Luna will be powered by AWS allowing gamers to stream and play games in real-time directly from the cloud on PC, Mac, Fire TV, iPhone, iPad, and Android devices (coming later).
The service is invite-only at this point of time.
Amazon’s long-rumoured game streaming service is real after all. At its annual fall hardware event last night, Amazon announced Luna, its answer to Google Stadia and Microsoft xCloud. As expected, Luna will be powered by Amazon Web Services (AWS) allowing gamers to stream and play games in real-time directly from the cloud on PC, Mac, Fire TV, iPhone, iPad, and Android devices (coming later). The service is invite-only at this point of time, which in simple terms means that it is still in beta, and it is only available in the US at an introductory price of $5.99 a month.
In the early access phase, $5.99 a month will get you full access to Luna Plus with over 100 games including some big-ticket titles like Control and Resident Evil 7 playable across two devices simultaneously at up to 1080p 60fps. 4K streaming will be available on select titles soon. Amazon is also partnering with Ubisoft to bring the latter’s upcoming games like Assassin’s Creed Valhalla and Far Cry 6 to Luna on the same day as their global release.
The whole point of game streaming is that you don’t need powerful machines at home (and elsewhere) to be able to play high-end games. Amazon says Luna will be compatible with the Xbox One controller, DualShock 4 controller, even mouse and keyboard. As is usually the case with such game streaming services, Amazon is also announcing its own Alexa-powered controller designed for Luna. The Luna Controller will cost an additional $49.99 and is not part of early access.

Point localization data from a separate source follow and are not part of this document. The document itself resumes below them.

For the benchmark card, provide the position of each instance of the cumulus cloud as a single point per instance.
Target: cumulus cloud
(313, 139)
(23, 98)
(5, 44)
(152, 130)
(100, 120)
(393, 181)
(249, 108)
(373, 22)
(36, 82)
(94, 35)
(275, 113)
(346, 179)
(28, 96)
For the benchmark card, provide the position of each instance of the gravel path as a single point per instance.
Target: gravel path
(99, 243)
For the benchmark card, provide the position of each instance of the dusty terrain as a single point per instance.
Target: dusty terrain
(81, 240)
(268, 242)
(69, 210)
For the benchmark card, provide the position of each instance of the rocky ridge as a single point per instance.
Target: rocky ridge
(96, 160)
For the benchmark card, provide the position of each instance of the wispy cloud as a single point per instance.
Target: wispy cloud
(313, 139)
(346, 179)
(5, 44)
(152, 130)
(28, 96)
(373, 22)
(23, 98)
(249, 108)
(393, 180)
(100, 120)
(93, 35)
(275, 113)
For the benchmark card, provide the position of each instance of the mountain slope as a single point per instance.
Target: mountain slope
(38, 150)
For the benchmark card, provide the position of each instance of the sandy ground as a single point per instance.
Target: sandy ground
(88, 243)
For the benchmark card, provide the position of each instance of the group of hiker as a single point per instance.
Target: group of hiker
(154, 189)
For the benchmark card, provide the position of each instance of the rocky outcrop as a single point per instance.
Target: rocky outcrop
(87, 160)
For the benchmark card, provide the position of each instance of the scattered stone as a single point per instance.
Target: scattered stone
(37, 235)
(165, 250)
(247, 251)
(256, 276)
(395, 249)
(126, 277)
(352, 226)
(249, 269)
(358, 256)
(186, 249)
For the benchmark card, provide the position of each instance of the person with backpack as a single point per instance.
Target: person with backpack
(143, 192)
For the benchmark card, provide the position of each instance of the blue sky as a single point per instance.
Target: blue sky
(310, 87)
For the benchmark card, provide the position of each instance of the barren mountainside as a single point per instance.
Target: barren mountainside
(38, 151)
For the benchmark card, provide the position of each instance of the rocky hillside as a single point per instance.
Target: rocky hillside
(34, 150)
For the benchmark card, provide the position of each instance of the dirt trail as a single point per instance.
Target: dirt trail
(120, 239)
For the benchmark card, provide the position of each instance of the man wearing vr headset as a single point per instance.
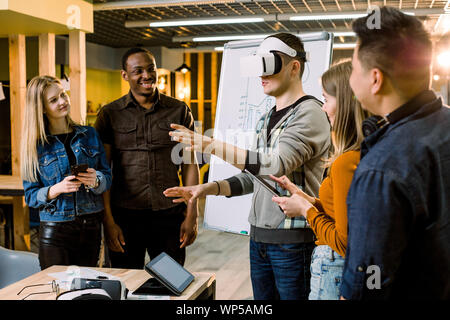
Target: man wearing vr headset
(292, 139)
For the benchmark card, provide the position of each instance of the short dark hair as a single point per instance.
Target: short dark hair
(131, 51)
(401, 48)
(295, 43)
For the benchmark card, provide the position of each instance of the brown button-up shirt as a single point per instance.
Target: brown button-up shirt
(142, 163)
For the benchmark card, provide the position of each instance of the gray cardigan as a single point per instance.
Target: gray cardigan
(298, 143)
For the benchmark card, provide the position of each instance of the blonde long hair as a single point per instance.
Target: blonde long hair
(35, 125)
(347, 127)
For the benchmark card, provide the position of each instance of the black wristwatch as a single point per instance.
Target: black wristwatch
(96, 184)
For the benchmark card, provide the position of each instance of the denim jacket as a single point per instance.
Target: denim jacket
(399, 208)
(54, 167)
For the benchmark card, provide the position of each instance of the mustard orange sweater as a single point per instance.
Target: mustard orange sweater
(328, 217)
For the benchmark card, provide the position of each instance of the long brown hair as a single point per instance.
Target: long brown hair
(347, 127)
(34, 125)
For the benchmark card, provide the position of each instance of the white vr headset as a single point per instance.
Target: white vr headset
(267, 61)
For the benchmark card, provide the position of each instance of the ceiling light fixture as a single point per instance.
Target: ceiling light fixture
(344, 45)
(197, 22)
(310, 17)
(229, 37)
(184, 68)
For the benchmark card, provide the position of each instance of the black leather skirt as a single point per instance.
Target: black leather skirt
(74, 242)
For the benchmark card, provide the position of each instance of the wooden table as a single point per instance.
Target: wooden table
(203, 287)
(11, 191)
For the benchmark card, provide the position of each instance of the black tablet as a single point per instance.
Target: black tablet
(264, 183)
(170, 273)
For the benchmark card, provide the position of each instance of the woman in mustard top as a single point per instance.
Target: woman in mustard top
(327, 215)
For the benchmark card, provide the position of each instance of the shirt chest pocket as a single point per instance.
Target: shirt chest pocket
(48, 166)
(89, 156)
(125, 136)
(160, 134)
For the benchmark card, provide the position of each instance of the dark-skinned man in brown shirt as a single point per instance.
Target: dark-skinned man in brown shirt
(134, 130)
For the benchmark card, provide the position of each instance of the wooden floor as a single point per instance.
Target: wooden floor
(225, 254)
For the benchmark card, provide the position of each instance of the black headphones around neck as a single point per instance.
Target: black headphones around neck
(372, 124)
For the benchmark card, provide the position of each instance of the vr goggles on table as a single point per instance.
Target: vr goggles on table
(267, 61)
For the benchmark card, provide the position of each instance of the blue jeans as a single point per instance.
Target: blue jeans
(280, 271)
(326, 274)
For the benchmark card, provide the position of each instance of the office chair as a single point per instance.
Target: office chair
(16, 265)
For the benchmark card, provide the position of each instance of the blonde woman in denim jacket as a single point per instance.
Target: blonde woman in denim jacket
(70, 204)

An important requirement to stream games is fast and stable internet. The minimum recommended internet connection speed for Luna is 10Mbps. This is 35Mbps in case of 4K games.

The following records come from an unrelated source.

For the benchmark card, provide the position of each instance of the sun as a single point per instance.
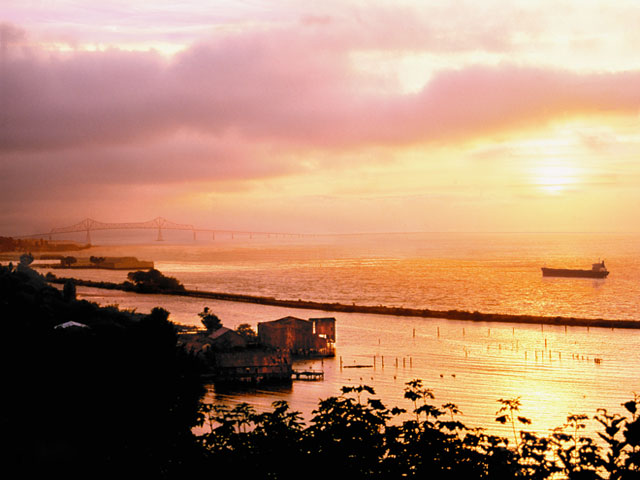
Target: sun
(553, 178)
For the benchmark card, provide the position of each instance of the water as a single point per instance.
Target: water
(556, 371)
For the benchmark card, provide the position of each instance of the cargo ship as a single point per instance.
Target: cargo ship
(598, 270)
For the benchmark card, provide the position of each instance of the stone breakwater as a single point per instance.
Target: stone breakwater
(376, 310)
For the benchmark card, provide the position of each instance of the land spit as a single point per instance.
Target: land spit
(377, 310)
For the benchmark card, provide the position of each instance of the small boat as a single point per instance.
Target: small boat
(598, 270)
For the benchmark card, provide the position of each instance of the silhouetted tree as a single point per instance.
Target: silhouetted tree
(68, 261)
(210, 321)
(153, 281)
(69, 291)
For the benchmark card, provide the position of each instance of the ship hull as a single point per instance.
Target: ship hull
(565, 272)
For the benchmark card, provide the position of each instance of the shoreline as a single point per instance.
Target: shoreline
(377, 310)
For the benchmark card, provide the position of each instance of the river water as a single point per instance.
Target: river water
(555, 371)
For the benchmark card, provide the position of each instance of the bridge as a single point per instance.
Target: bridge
(158, 224)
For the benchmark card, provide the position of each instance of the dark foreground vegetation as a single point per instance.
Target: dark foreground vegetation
(113, 394)
(476, 316)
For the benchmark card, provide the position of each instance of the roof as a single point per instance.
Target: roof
(71, 324)
(286, 320)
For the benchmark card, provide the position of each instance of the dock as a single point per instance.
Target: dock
(307, 375)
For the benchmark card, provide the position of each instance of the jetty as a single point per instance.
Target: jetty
(307, 375)
(379, 309)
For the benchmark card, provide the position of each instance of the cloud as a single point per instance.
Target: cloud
(272, 87)
(252, 105)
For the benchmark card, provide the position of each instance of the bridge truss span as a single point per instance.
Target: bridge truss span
(88, 225)
(159, 224)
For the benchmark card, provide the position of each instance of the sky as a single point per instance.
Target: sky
(321, 117)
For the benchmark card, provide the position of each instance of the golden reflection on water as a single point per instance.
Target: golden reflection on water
(553, 370)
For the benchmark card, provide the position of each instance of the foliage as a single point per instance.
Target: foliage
(68, 261)
(26, 259)
(210, 321)
(120, 394)
(96, 260)
(358, 436)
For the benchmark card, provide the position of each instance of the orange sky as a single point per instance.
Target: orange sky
(346, 116)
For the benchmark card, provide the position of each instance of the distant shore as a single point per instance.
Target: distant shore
(377, 310)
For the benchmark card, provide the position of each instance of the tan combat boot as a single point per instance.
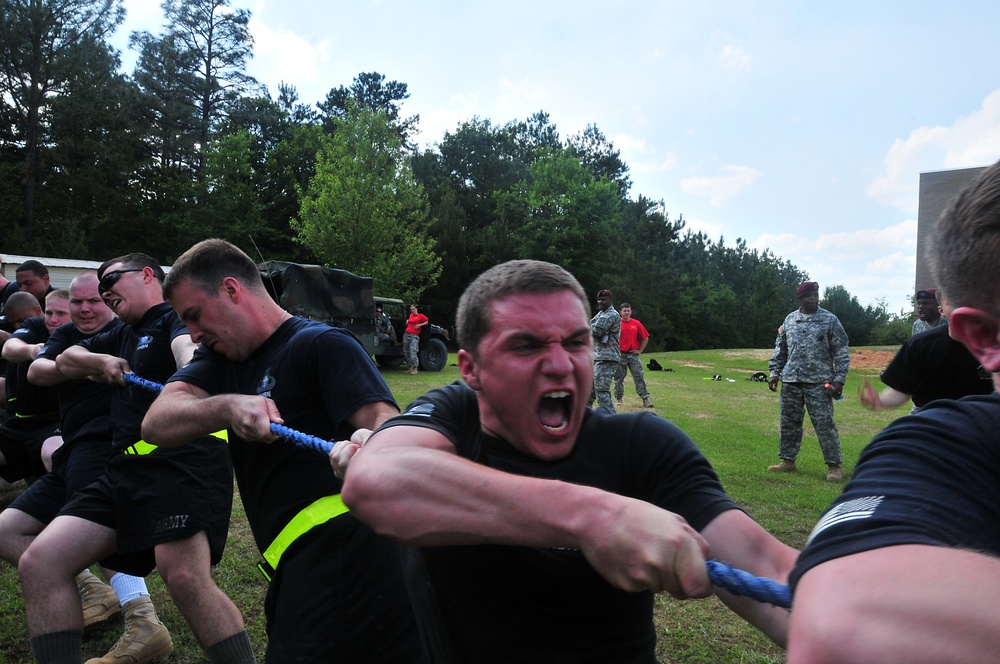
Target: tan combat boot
(145, 637)
(99, 599)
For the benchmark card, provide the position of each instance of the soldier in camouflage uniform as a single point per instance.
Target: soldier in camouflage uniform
(811, 359)
(606, 328)
(385, 333)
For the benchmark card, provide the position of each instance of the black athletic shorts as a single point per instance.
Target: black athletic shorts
(167, 496)
(339, 589)
(78, 463)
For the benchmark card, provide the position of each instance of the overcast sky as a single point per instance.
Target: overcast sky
(801, 127)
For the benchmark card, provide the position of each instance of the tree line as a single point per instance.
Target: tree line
(95, 163)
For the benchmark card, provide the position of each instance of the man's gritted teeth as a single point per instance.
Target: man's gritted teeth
(554, 410)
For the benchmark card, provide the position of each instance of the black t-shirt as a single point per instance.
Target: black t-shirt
(929, 478)
(518, 604)
(146, 348)
(30, 400)
(931, 365)
(80, 401)
(318, 376)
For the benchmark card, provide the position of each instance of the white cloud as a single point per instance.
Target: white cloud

With Amazon’s foray, you can say the game streaming service space is now starting to heat, even crowd up. Though just because Google, Microsoft and now Amazon have started fighting it out for user share, it doesn’t necessarily mean game streaming has arrived. Far from it. There’s still some time before it goes mainstream and more widely available, but if you happen to be a gamer, 2020 is surely turning out to be an eventful year for you, what with so many options to choose from.